Risk management rises. In a geopolitically and economically more dangerous and uncertain world, and one still being affected by pandemic hangover, Clayton said, supply chains are involving more risks to the business. “That didn’t used to be in business-risk planning; everyone assumed they would get stuff,” Clayton said. “Now strategic plans must include mitigation. You must build scenarios into revenue-cost models” taking account of uncertainties such as petroleum prices.
Insurance is becoming a bigger factor as well. Covid-era vulnerabilities in business-interruption insurance have been revealed, prompting companies to revamp such policies, and CFOs must be in the middle of that.
“Insurance companies are about protecting their own financial statements,” Clayton said, “not necessarily yours. The onus is on you for coverage taps.”
Remote work still ripples. The work-from-home revolution prompted by the pandemic created a list of new IT-security issues, and CFOs have been enlisted in addressing them. “People were sitting at home not on secure networks,” Clayton said. “Everyone makes risk-based decisions at some point, but during Covid, cybersecurity came front and center because of the remote worker.”

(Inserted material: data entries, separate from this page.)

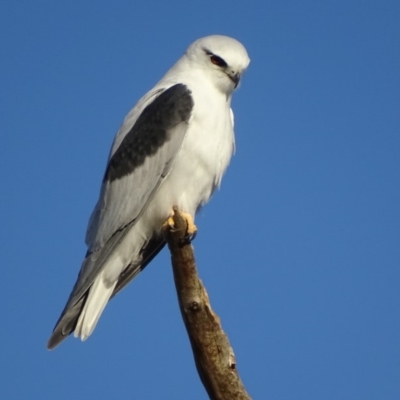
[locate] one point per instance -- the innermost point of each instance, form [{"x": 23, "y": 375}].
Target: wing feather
[{"x": 140, "y": 160}]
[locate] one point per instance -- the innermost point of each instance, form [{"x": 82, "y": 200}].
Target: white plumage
[{"x": 172, "y": 149}]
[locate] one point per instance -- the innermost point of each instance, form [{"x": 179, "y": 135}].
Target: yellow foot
[{"x": 191, "y": 228}]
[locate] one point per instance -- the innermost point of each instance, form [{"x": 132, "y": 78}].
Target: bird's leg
[{"x": 191, "y": 228}]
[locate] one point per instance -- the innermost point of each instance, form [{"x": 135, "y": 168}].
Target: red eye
[{"x": 218, "y": 61}]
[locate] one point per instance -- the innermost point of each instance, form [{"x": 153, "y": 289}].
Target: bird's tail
[{"x": 99, "y": 294}]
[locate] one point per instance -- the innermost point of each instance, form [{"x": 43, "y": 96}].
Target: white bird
[{"x": 171, "y": 150}]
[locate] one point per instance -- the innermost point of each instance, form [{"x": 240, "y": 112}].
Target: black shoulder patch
[{"x": 150, "y": 131}]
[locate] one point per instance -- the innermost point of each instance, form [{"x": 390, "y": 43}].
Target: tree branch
[{"x": 214, "y": 358}]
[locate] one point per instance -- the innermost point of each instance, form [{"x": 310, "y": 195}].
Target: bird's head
[{"x": 222, "y": 58}]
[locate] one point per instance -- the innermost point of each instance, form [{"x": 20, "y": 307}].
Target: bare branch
[{"x": 214, "y": 358}]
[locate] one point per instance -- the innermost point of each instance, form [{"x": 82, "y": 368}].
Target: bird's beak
[{"x": 235, "y": 78}]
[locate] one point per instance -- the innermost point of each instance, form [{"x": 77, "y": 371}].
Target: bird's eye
[{"x": 218, "y": 61}]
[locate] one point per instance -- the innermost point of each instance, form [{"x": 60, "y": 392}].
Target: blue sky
[{"x": 299, "y": 250}]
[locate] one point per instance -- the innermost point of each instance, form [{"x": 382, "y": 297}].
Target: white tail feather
[{"x": 98, "y": 297}]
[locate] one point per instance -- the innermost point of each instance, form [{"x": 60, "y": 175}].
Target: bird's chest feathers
[{"x": 210, "y": 137}]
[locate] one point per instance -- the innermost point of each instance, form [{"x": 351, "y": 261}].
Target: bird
[{"x": 171, "y": 150}]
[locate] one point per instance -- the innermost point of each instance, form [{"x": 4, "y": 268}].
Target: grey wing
[{"x": 136, "y": 169}]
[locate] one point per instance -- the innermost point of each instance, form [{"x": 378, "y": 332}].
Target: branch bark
[{"x": 213, "y": 354}]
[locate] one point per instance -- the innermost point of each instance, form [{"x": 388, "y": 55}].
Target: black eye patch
[{"x": 218, "y": 61}]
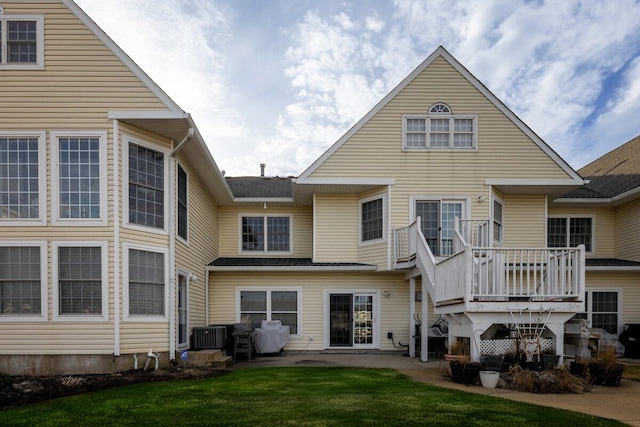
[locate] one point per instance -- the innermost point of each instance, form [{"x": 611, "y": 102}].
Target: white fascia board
[
  {"x": 620, "y": 269},
  {"x": 146, "y": 115},
  {"x": 441, "y": 51},
  {"x": 345, "y": 181},
  {"x": 293, "y": 268},
  {"x": 529, "y": 181},
  {"x": 153, "y": 87},
  {"x": 263, "y": 200},
  {"x": 591, "y": 201},
  {"x": 207, "y": 153}
]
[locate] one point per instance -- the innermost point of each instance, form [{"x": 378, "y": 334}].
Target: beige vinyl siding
[
  {"x": 302, "y": 229},
  {"x": 140, "y": 337},
  {"x": 627, "y": 283},
  {"x": 202, "y": 247},
  {"x": 627, "y": 233},
  {"x": 603, "y": 227},
  {"x": 504, "y": 151},
  {"x": 524, "y": 221},
  {"x": 81, "y": 81},
  {"x": 336, "y": 228},
  {"x": 394, "y": 308}
]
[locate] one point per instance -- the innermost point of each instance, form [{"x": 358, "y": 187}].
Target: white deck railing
[{"x": 493, "y": 274}]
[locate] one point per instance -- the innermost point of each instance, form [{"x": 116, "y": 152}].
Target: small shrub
[{"x": 71, "y": 381}]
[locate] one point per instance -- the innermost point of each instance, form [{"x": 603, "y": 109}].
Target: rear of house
[
  {"x": 119, "y": 235},
  {"x": 107, "y": 212}
]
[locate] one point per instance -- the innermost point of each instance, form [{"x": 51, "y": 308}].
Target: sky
[{"x": 279, "y": 81}]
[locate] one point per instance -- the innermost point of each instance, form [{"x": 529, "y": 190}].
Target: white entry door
[{"x": 351, "y": 319}]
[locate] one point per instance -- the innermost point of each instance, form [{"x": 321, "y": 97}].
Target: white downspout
[
  {"x": 389, "y": 236},
  {"x": 116, "y": 238},
  {"x": 172, "y": 257}
]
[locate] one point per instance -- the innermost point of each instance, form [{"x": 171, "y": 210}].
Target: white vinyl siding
[
  {"x": 21, "y": 42},
  {"x": 372, "y": 222}
]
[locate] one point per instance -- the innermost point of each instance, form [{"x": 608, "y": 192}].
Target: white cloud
[{"x": 551, "y": 62}]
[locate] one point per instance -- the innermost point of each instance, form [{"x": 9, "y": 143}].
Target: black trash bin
[{"x": 630, "y": 337}]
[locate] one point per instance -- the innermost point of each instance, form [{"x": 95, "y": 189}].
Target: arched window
[{"x": 439, "y": 108}]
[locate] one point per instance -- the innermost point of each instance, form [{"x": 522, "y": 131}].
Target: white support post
[
  {"x": 412, "y": 319},
  {"x": 424, "y": 329}
]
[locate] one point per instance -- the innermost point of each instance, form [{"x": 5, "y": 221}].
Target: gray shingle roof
[
  {"x": 610, "y": 262},
  {"x": 261, "y": 187},
  {"x": 613, "y": 174},
  {"x": 279, "y": 262}
]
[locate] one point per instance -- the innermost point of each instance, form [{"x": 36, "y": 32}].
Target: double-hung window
[
  {"x": 437, "y": 219},
  {"x": 564, "y": 232},
  {"x": 603, "y": 310},
  {"x": 22, "y": 178},
  {"x": 146, "y": 197},
  {"x": 81, "y": 280},
  {"x": 256, "y": 305},
  {"x": 440, "y": 129},
  {"x": 22, "y": 270},
  {"x": 183, "y": 222},
  {"x": 497, "y": 220},
  {"x": 147, "y": 283},
  {"x": 21, "y": 41},
  {"x": 265, "y": 233},
  {"x": 79, "y": 178},
  {"x": 372, "y": 220}
]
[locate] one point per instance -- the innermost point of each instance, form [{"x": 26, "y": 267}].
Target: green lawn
[{"x": 291, "y": 397}]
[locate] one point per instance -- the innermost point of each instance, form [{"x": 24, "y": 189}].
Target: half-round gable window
[{"x": 440, "y": 108}]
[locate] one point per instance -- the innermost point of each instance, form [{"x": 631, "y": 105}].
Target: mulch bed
[{"x": 22, "y": 390}]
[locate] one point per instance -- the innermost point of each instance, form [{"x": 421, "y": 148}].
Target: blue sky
[{"x": 278, "y": 82}]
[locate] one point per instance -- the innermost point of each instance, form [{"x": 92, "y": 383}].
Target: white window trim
[
  {"x": 265, "y": 216},
  {"x": 589, "y": 294},
  {"x": 494, "y": 199},
  {"x": 568, "y": 218},
  {"x": 187, "y": 276},
  {"x": 55, "y": 178},
  {"x": 125, "y": 289},
  {"x": 376, "y": 344},
  {"x": 125, "y": 185},
  {"x": 465, "y": 200},
  {"x": 42, "y": 180},
  {"x": 43, "y": 316},
  {"x": 186, "y": 171},
  {"x": 55, "y": 291},
  {"x": 427, "y": 118},
  {"x": 39, "y": 19},
  {"x": 384, "y": 220},
  {"x": 268, "y": 290}
]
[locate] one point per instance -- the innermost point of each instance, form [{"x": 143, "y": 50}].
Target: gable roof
[
  {"x": 174, "y": 123},
  {"x": 442, "y": 52},
  {"x": 614, "y": 175},
  {"x": 260, "y": 187}
]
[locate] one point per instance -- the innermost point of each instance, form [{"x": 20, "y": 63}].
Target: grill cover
[{"x": 271, "y": 337}]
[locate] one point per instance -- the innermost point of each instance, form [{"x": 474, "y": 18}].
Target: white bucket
[{"x": 489, "y": 379}]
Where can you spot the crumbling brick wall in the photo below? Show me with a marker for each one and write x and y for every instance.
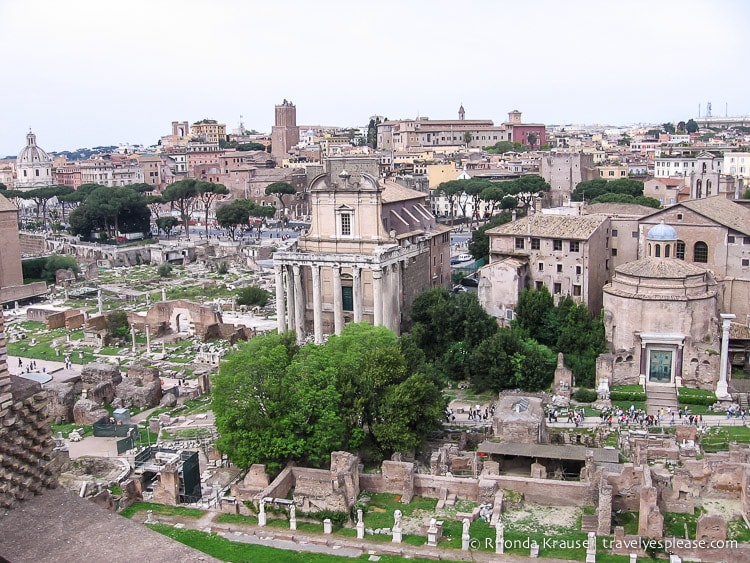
(25, 436)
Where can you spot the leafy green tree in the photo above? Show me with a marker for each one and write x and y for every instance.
(479, 245)
(627, 198)
(112, 210)
(452, 190)
(527, 188)
(208, 192)
(232, 216)
(167, 223)
(501, 147)
(58, 262)
(253, 296)
(280, 189)
(182, 194)
(591, 189)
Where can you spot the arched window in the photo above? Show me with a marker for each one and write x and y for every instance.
(680, 250)
(700, 252)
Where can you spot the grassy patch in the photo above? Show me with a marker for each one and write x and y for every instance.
(674, 524)
(718, 438)
(162, 509)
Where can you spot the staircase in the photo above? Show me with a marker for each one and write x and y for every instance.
(658, 397)
(589, 523)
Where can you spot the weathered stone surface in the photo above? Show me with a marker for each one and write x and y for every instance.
(87, 412)
(168, 400)
(61, 399)
(95, 373)
(711, 527)
(134, 393)
(145, 373)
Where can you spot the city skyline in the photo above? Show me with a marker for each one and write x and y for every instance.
(87, 74)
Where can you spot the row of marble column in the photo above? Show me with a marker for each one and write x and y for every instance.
(290, 297)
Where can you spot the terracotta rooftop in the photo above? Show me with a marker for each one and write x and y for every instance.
(552, 226)
(622, 209)
(722, 210)
(669, 268)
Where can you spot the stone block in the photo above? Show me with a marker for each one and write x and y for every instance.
(87, 412)
(711, 527)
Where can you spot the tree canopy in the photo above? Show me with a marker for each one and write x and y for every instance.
(276, 402)
(591, 189)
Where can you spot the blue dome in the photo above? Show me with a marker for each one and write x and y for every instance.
(661, 232)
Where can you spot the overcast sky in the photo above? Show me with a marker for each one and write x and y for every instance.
(88, 73)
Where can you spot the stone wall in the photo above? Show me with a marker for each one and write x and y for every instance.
(25, 436)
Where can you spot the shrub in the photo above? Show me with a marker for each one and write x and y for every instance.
(583, 395)
(687, 396)
(253, 296)
(622, 396)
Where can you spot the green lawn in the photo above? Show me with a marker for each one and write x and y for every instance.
(161, 509)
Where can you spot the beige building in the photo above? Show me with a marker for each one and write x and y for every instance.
(569, 255)
(372, 247)
(661, 319)
(208, 131)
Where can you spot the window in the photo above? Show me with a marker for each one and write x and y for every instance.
(347, 298)
(700, 252)
(679, 251)
(346, 224)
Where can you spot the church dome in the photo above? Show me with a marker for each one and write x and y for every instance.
(661, 232)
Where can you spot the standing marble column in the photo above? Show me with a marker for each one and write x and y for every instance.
(290, 299)
(357, 293)
(338, 306)
(299, 304)
(317, 305)
(722, 387)
(280, 309)
(377, 296)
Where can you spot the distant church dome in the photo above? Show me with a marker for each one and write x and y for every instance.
(661, 232)
(33, 166)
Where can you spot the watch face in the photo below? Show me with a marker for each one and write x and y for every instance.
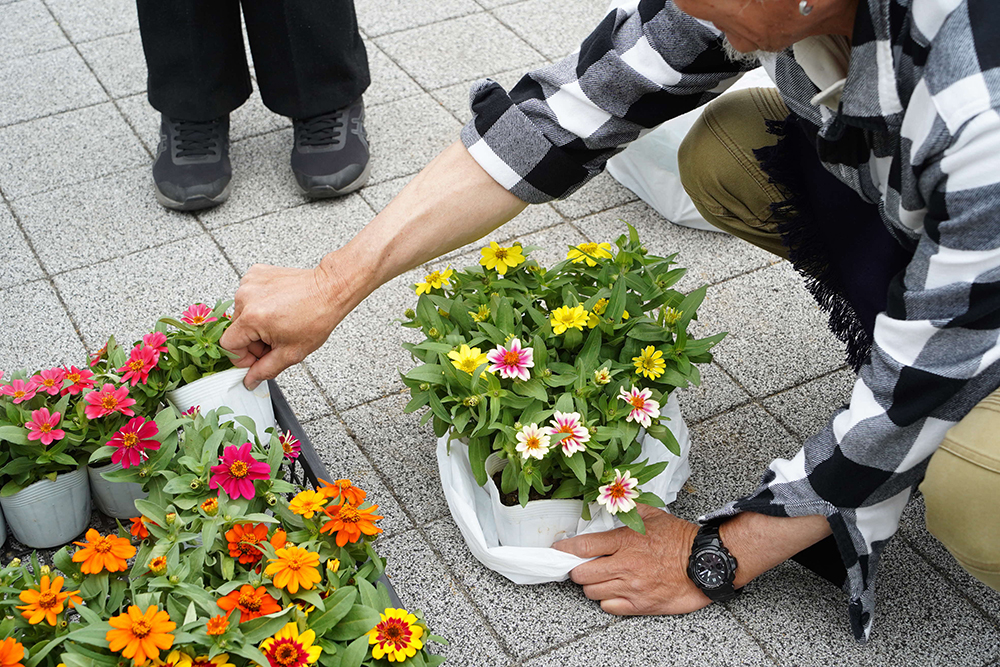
(711, 569)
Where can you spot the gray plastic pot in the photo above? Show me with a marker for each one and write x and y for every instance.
(49, 513)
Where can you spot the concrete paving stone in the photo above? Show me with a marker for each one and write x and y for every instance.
(430, 588)
(707, 637)
(716, 394)
(778, 336)
(63, 223)
(250, 120)
(126, 296)
(84, 21)
(17, 262)
(528, 619)
(455, 97)
(729, 455)
(28, 28)
(303, 395)
(68, 148)
(379, 18)
(343, 459)
(118, 62)
(362, 359)
(407, 134)
(403, 451)
(913, 530)
(44, 84)
(389, 82)
(297, 237)
(920, 619)
(262, 180)
(35, 331)
(806, 409)
(438, 55)
(600, 194)
(709, 257)
(554, 29)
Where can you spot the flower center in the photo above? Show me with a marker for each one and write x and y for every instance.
(249, 602)
(141, 628)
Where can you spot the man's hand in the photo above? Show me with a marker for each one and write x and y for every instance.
(639, 574)
(281, 315)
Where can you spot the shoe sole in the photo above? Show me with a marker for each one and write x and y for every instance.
(328, 191)
(195, 203)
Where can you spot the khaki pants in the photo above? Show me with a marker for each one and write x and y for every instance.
(718, 169)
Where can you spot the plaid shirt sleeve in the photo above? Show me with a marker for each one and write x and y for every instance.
(644, 64)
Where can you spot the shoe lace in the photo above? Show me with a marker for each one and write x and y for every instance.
(323, 130)
(197, 138)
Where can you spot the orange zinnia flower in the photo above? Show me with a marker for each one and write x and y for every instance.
(294, 568)
(141, 636)
(349, 522)
(103, 553)
(343, 487)
(251, 603)
(47, 602)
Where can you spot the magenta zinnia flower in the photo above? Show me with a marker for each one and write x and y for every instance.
(140, 363)
(198, 314)
(644, 408)
(49, 381)
(108, 400)
(576, 433)
(132, 441)
(80, 379)
(512, 362)
(43, 426)
(237, 472)
(20, 390)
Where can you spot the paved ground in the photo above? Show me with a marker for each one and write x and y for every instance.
(85, 252)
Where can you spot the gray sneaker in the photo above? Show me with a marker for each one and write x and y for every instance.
(330, 156)
(192, 169)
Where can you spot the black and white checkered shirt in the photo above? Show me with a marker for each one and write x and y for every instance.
(917, 133)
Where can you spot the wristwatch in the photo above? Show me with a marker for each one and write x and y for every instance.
(711, 567)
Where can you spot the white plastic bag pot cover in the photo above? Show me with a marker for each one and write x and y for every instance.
(470, 506)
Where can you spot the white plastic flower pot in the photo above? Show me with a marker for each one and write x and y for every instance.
(50, 513)
(226, 389)
(540, 523)
(115, 499)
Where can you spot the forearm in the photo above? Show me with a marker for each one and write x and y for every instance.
(450, 203)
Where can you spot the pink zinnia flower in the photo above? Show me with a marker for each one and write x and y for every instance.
(80, 379)
(644, 408)
(576, 433)
(43, 426)
(237, 472)
(108, 400)
(512, 362)
(157, 341)
(290, 445)
(49, 381)
(132, 441)
(140, 363)
(20, 390)
(198, 314)
(619, 495)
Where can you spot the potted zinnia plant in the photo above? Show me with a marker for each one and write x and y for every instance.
(556, 380)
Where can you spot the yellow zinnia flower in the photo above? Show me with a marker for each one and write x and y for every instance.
(467, 359)
(580, 253)
(650, 363)
(564, 318)
(501, 259)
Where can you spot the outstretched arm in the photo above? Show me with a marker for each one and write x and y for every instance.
(282, 315)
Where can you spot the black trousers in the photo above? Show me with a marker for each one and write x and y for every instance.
(308, 55)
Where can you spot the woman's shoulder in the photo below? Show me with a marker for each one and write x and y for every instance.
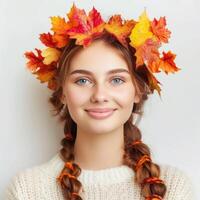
(32, 179)
(179, 183)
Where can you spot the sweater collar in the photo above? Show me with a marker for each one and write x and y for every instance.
(106, 176)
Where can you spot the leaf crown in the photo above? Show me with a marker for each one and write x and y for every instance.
(145, 35)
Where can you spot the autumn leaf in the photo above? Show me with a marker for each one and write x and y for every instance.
(158, 27)
(59, 25)
(166, 63)
(154, 83)
(50, 55)
(47, 40)
(147, 53)
(52, 84)
(35, 61)
(44, 75)
(119, 29)
(85, 28)
(141, 32)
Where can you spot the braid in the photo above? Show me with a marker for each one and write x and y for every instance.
(138, 157)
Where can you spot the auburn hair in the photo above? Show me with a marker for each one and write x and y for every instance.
(68, 181)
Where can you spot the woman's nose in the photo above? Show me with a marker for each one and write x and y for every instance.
(99, 93)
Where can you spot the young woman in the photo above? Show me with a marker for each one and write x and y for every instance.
(100, 89)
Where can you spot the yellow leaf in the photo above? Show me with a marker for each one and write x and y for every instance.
(141, 31)
(50, 55)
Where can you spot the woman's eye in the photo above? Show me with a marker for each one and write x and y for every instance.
(118, 79)
(82, 81)
(79, 80)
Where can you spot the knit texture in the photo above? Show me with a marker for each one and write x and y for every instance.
(117, 183)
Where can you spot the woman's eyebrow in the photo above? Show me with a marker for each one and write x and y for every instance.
(83, 71)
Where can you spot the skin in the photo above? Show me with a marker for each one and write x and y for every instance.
(99, 143)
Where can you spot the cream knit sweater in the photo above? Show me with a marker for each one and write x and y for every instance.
(39, 183)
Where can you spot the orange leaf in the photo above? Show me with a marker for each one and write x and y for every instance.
(52, 84)
(167, 64)
(35, 61)
(158, 27)
(59, 25)
(85, 28)
(45, 75)
(61, 40)
(120, 30)
(148, 52)
(47, 39)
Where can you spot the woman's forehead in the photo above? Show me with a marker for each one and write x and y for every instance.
(99, 55)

Laufenberg said that she doesn’t see cybersecurity issues declining, either, “because of what we need in terms of more transparency. More data puts more information out there at risk.”
Another issue stemming from the rise of remote work is its effects on productivity. CFOs should be intimately involved in discussions about a “return to the office” in part because of this factor. One major BDO client, Clayton said, has seen a drop in productivity of as much as 15% to 18% compared with before Covid.
“We haven’t seen this kind of impact in higher functions such as [controller], but home-based transaction throughput suffered during Covid because there was no infrastructure,” Clayton said. “We didn’t have the tools.
“And what’s really disturbing to me at this point is that everyone is sitting on a piece of real estate now and may be shuttering a piece of it. But no one has pulled the trigger yet. Most companies are stuck in long-term, high-cost [leases] with exit clauses. So they’re kicking the can down the road.”